On Thursday, June 28, the United States Supreme Court issued its ruling on the constitutionality of the Affordable Care Act. All major news outlets devoted substantial resources to reporting the story, which has broad economic, political and social implications. Two of the most important news outlets, CNN and Fox News, got the story spectacularly wrong.
CNN got it wronger, longer — partly because it was more efficient at quickly distributing the story across its blogs and social media outlets, but also because it was more cautious about correcting its error for fear of making a second mistake.
Tom Goldstein has produced a spectacular investigation into the circumstances that led to both CNN and Fox News reporting the story incorrectly – and left the White House without access to the correct information for some time. If you’re a media geek like me, you’ll want to find the time to read the entire report, “We’re getting wildly differing assessments,” over at SCOTUSblog.

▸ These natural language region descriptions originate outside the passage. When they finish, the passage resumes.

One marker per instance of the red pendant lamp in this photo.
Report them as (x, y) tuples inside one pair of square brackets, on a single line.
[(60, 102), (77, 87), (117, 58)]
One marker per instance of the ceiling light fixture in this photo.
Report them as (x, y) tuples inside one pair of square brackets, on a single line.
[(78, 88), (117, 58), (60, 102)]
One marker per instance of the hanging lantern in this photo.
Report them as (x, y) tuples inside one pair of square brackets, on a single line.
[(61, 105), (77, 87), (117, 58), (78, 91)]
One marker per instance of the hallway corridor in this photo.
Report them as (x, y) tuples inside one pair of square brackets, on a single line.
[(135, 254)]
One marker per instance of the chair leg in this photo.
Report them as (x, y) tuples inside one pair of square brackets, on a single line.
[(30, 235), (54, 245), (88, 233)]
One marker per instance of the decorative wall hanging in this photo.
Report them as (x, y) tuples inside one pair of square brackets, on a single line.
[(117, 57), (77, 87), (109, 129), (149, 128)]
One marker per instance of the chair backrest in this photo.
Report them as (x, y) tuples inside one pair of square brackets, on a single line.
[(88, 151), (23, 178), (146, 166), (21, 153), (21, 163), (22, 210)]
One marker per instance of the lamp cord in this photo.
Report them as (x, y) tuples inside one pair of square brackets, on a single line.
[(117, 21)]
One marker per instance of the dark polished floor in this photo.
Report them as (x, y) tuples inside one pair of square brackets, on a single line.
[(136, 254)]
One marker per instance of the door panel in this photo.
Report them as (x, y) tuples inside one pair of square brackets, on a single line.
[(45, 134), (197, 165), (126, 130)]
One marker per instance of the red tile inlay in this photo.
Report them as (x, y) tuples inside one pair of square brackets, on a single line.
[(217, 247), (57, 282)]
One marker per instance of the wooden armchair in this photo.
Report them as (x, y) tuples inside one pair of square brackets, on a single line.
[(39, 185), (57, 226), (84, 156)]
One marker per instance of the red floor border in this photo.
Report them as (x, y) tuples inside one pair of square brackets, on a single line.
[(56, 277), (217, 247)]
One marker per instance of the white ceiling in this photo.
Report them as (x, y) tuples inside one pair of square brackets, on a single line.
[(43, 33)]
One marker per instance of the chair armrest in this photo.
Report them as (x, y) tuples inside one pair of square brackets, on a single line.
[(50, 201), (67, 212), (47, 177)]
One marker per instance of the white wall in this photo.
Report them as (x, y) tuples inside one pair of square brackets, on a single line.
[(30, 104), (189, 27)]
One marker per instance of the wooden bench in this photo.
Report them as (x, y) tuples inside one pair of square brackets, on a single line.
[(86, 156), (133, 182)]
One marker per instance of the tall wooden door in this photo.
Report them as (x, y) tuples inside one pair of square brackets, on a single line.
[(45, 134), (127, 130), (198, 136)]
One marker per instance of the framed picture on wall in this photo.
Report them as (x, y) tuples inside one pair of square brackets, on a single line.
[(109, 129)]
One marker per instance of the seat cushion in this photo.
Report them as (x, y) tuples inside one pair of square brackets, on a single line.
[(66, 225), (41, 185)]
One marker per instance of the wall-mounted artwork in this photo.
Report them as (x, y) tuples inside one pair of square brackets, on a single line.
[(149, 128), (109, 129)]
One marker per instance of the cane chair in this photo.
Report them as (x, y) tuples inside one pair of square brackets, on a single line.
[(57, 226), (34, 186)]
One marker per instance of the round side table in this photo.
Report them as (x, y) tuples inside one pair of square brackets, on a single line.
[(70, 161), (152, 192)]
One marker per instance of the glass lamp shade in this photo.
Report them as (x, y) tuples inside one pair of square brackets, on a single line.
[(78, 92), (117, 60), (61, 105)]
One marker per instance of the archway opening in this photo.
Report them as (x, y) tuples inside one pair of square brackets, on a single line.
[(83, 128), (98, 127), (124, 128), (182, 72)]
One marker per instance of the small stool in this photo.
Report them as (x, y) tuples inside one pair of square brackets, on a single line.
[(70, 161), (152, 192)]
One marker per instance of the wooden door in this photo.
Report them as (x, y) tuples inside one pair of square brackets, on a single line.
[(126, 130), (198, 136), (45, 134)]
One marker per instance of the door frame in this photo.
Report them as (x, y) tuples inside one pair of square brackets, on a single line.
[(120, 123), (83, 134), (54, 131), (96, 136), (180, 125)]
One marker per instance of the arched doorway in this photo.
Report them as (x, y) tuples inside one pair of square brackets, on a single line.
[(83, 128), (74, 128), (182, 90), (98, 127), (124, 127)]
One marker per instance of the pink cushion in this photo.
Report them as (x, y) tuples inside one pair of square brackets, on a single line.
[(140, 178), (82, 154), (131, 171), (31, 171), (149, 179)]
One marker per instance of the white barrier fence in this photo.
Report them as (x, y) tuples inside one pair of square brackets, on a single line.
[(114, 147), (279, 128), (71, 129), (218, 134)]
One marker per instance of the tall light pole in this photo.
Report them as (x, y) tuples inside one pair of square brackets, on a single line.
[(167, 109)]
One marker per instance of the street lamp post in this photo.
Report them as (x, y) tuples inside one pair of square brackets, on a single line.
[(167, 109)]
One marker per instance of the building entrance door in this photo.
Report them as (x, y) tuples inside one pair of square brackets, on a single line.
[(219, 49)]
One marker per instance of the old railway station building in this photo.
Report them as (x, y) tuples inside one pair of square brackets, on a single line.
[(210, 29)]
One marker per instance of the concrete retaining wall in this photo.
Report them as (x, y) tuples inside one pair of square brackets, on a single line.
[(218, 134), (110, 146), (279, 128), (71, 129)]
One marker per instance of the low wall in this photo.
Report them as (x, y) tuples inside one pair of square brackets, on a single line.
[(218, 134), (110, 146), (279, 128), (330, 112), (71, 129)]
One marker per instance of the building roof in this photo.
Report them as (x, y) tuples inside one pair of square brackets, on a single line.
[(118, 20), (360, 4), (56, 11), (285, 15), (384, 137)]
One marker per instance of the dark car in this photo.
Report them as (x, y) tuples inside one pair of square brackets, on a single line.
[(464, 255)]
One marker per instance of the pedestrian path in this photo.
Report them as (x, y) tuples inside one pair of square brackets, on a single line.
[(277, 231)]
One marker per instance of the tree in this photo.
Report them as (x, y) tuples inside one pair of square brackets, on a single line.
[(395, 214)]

Goldstein reports that the errors that first led to the incorrect reports were avoidable. The story was correctly reported by the wire services’ Supreme Court reporters. NPR and The New York Times both decided to sit out the uncertainty of the first few minutes after the decision was released. NBC took the time to actually read the document before reporting its contents. CBS had an experienced lawyer on hand, he and the CBS reporter both read the document together on the air, and reported its key ruling correctly. C-SPAN simply put the SCOTUSblog Live Blog on the air.
Why did CNN and Fox both get it wrong?
- Both CNN and Fox treated the decision as a breathless “breaking news” event, despite the fact that everyone knew when the opinion would be released, and the implications of the ruling wouldn’t take effect until 2014. (Ironically, Bloomberg was the first to report the ruling, just 52 seconds after copies of the decision were handed out to members of the press.)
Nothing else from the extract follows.